3️⃣ Valida sus emociones sin etiquetarlas
Muchas veces, cuando un niño llora o se enoja, tendemos a etiquetarlo como “berrinchudo” o “dramático”. Pero en realidad, solo está aprendiendo a manejar sus emociones.
✅ Ejemplo:
❌ “Eres muy enojón.”
✅ “Veo que esto te frustró. ¿Quieres que hablemos de lo que pasó?”
Esto le ayuda a entender sus sentimientos sin sentirse mal por tenerlos.
4️⃣ Convierte lo negativo en algo positivo
A veces, lo que parece un “defecto” es una cualidad mal enfocada. En lugar de llamar a un niño “terco”, puedes ayudarlo a ver que su determinación es valiosa.
✅ Ejemplo:
❌ “Siempre tienes que llevar la contraria.”
✅ “Me gusta que tengas tus propias ideas. ¿Cómo podríamos encontrar una solución juntos?”

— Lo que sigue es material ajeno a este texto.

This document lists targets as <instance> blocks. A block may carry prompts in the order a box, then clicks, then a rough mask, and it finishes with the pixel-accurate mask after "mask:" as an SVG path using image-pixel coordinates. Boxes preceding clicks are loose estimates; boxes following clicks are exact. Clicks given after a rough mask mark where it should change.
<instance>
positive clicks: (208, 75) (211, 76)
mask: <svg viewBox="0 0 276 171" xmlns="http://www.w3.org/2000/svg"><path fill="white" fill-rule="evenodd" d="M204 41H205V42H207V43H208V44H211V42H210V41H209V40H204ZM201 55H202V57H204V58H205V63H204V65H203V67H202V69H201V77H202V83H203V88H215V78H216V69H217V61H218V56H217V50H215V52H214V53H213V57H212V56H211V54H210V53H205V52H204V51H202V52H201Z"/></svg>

Así el niño aprende a equilibrar su carácter sin perder su esencia.
🌱 Palabras que construyen, no que limitan
En lugar de etiquetas, usemos palabras que les permitan crecer:
🚫 “Eres flojo.” → ✅ “Hoy no has querido hacer la tarea, ¿hay algo que te preocupa?”

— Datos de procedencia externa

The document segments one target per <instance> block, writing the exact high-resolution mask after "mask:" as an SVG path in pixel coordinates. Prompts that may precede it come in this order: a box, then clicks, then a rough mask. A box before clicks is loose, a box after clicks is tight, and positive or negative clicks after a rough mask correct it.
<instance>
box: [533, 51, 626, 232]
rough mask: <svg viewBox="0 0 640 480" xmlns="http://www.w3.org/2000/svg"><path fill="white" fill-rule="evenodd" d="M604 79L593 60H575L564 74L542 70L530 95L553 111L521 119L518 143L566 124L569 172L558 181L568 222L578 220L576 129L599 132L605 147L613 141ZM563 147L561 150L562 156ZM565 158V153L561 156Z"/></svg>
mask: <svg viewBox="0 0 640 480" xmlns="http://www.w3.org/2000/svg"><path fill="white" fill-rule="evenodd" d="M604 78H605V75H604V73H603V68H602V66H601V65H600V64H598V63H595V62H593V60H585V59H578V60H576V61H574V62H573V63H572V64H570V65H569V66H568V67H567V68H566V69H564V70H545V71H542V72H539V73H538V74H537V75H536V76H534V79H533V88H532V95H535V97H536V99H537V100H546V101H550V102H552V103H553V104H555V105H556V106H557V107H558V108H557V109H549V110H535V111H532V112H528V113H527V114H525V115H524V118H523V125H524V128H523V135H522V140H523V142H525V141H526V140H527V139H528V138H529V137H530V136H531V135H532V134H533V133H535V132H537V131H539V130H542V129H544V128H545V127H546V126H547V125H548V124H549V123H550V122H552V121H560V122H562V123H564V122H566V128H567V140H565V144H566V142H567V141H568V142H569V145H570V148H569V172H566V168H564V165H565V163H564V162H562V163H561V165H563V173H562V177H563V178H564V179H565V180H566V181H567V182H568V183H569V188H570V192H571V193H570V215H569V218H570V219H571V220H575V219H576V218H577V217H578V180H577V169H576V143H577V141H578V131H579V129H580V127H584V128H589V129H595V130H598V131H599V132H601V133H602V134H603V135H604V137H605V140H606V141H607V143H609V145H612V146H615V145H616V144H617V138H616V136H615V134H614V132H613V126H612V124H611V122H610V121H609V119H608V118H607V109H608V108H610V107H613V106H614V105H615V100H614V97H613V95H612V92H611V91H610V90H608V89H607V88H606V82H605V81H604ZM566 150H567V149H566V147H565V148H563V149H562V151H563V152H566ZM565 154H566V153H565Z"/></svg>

🚫 “Eres muy tímido.” → ✅ “A veces te tomas tu tiempo para hablar con otros, y eso está bien.”
🚫 “Eres un desastre.” → ✅ “Veo que hay muchas cosas fuera de lugar. ¿Cómo podríamos organizarlas juntos?”
Pequeños cambios en nuestra forma de hablar pueden hacer una GRAN diferencia en la autoestima de los niños.
💡 Recuerda: Los niños no son una sola cosa. Son un universo en crecimiento, y nuestras palabras pueden ayudarlos a descubrir todo su potencial.